Hacker News new | past | comments | ask | show | jobs | submit login
ElevenLabs Launches Voice Translation Tool to Break Down Language Barriers (elevenlabs.io)
129 points by beriboy on Oct 10, 2023 | hide | past | favorite | 51 comments



Okay, here are my thoughts: It sorta bad, but sometimes it is pretty goddammit good.

What bothered me the most is that it oftentimes when it transfers the "interpretation", it puts the intonation and the stress in the wrong part of sentence, it totally misses it. So it's just plain weird to see someone talking like that. But rarely, there are moments when it puts the word stress in the exactly right part of sentence and it looks like it was dubbed by a human. It's not many moments, but they are there, and you can have an idea of what this technology could look in its best version.
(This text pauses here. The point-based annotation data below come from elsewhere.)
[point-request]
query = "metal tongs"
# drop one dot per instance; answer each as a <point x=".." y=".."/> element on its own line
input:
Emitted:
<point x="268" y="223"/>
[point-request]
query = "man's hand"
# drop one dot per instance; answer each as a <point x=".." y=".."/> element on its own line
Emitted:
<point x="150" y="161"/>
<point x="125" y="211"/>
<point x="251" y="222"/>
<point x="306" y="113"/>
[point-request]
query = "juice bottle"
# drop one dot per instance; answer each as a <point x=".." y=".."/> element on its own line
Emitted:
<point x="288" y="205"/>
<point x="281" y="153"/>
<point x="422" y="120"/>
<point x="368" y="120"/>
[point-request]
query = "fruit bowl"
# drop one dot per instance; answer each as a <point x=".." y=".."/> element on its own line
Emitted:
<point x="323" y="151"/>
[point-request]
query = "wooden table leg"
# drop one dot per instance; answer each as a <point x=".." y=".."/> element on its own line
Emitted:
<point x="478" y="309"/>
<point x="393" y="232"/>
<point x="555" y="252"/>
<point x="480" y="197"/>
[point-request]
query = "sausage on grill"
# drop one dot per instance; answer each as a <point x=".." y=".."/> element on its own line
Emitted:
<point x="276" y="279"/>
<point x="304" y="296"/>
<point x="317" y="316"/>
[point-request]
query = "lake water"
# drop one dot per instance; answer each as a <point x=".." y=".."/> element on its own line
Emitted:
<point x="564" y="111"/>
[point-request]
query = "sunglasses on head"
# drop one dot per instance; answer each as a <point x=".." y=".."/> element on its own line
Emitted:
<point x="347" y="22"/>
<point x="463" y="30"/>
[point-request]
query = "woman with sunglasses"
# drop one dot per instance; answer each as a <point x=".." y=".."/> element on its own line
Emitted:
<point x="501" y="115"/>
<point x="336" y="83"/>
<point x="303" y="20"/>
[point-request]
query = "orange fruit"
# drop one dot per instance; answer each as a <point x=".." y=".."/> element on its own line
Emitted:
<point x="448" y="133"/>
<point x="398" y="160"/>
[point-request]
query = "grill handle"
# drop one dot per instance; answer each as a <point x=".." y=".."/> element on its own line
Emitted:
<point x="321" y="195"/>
I tried it on a video I made a few months ago. Here’s the original, in which I speak English:

https://www.youtube.com/watch?v=8JUepj7wIl0

And here are the first two and a half minutes with me dubbed into Japanese:

https://www.youtube.com/watch?v=z85FXwH6pUU

Aside from some pacing problems, the voice and intonation sound quite good to me. But anyone listening to the translation alone would find it hard to follow, as the tool seems to have mistranscribed some of my English and mistranslated some of the rest. (I understand Japanese.)

The dubbing would probably be a lot better if I had spoken English more slowly and with awareness that what I said would be interpreted into another language.


I think it did pretty well. No offense as your original video is still really great for a native English speaker (me) to listen to, but the English speech varies in pace a lot, sometimes you speak incredibly quickly, at such a pace that you even miss some syllables or blend them together for example https://youtu.be/8JUepj7wIl0?t=194 it sounds like you said "technogial" or "technodule" rather than "tech-no-log-ical". So I can understand that a machine may make mistakes on this; don't worry, as a Kiwi I mumble and do this too ha ha.

But the Japanese result is still already very very impressive even if I haven't spoken since I was 15 and over there on exchange (and stopped learning once I realise they romanise everything, why label a bottle with appuru jyusu when you have RINGO SHIRU!)


I gave it a try. Comment if you want me to try some other videos or target languages.

Elon Musk on Joe Rogan, English to Finnish: https://www.youtube.com/watch?v=OOkOafhAsDE

I'm a native Finnish speaker and while it starts off a bit strange, when they get to the mid to latter part it is really incredible, it's like an alternative universe where they were somehow born Finnish.

Putin talking about AI, Russian to English: https://www.youtube.com/watch?v=YSkjQJcqaFo

Paul Graham interview "What are some common mistakes founders make?" from English to Japanese: https://www.youtube.com/watch?v=Rq_G0VXJ1xk

This one didn't work out so well. While some parts are decent, others sound like nonsense. But super cool it included pg blowing into the mic in the translation!

Pulp Fiction to Finnish: https://www.youtube.com/watch?v=mdLChf-0pFE

Half of the time it sounds like a professional dub, but sometimes gets confused.


Translating the Paul Graham video to Croatian works surprisingly well.

(As a non-native speaker) several bits of the Japanese transcription were just Japanese-sounding noise, and the prosody was completely all over the place in the bits that were actually Japanese. The dub does get across most of the things being talked about, but I wouldn't consider it an acceptable dub (even for most of the bits where it is actually in Japanese).

I wonder if reason is that the dubbing works better between more similar languages and struggles when dealing with disparate languages. I don't speak Chinese or Korean, but it would be interesting to see how well their dubs are.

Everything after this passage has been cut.